Scribbling the Cat - Alexandra Fuller [97]
K turned and got back into the car and we drove without talking until we reached the Zambian border. It wasn’t until we had cleared the border and were driving out of Sitatunga, on the Zambian side of the border, that K said, “I built that whole place myself.” He took his hands off the steering wheel to show me his work-worn fingers. “Every brick and nail of that house came from these hands.” He looked out the window and I saw his jaw jump. He shook his head. “It’s just an elaborate fucking tomb for Luke now. That’s all it is.”

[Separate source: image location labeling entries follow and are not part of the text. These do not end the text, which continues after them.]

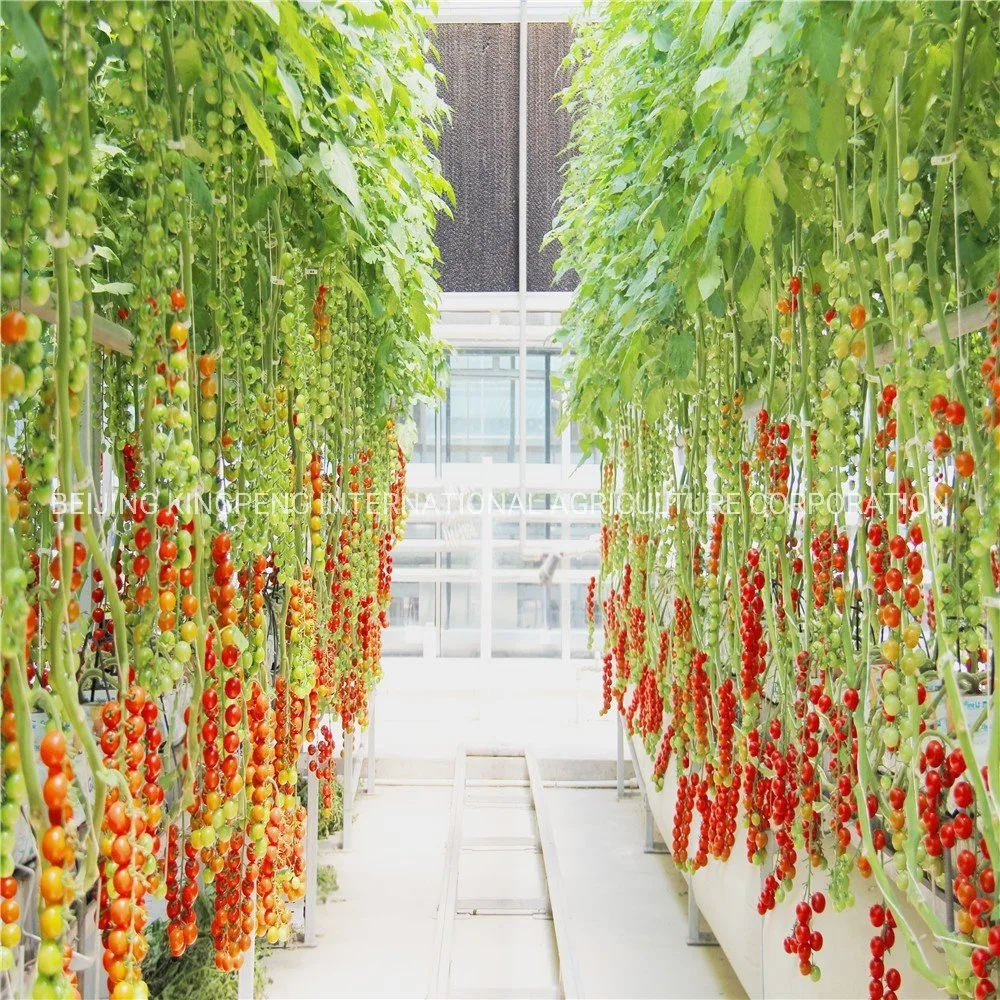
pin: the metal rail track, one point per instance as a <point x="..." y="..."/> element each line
<point x="500" y="856"/>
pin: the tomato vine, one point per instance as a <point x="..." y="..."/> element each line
<point x="197" y="533"/>
<point x="782" y="218"/>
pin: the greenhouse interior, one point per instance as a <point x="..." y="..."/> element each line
<point x="501" y="499"/>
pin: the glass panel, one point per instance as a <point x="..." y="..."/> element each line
<point x="578" y="623"/>
<point x="459" y="619"/>
<point x="411" y="613"/>
<point x="405" y="556"/>
<point x="425" y="417"/>
<point x="526" y="620"/>
<point x="586" y="532"/>
<point x="419" y="530"/>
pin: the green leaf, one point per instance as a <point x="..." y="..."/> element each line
<point x="258" y="203"/>
<point x="355" y="286"/>
<point x="751" y="285"/>
<point x="114" y="287"/>
<point x="270" y="8"/>
<point x="777" y="179"/>
<point x="662" y="38"/>
<point x="710" y="277"/>
<point x="292" y="91"/>
<point x="680" y="353"/>
<point x="37" y="55"/>
<point x="247" y="102"/>
<point x="296" y="38"/>
<point x="978" y="188"/>
<point x="337" y="162"/>
<point x="196" y="185"/>
<point x="798" y="109"/>
<point x="656" y="403"/>
<point x="710" y="26"/>
<point x="758" y="207"/>
<point x="832" y="133"/>
<point x="823" y="39"/>
<point x="738" y="76"/>
<point x="187" y="62"/>
<point x="21" y="94"/>
<point x="105" y="253"/>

The road tumbled out of the Kariwa heights and followed the course of the Pepani, down rocky ledges that flapped with peeling paper bark commiphora trees and into the low sink of the valley. Stalls had been set up here at the instigation of aid agencies to promote the manufacture of straw baskets and mats and baobab-bark rugs. It was an attempt to replace the illicit trade in wildlife and gems that had flourished here until recently. I made K stop and I bought laundry baskets for Mum and my sister.
At the Sole Valley turnoff, we swung east and now this place seemed familiar and kind to me. I waved at the policeman at the roadblock and felt friendly toward the bored truckers and bright prostitutes at the corner tavern (OBEY YOU’RE THUST, someone had painted in large black letters across the white veranda wall in our absence). Evening was coming as we turned into the fish farm, and the light had ripened, sweet and filtered. Doves bobbed stiffly over the road, picking at spilt grain and complaining softly that no one cared, no one cared. They’d never care.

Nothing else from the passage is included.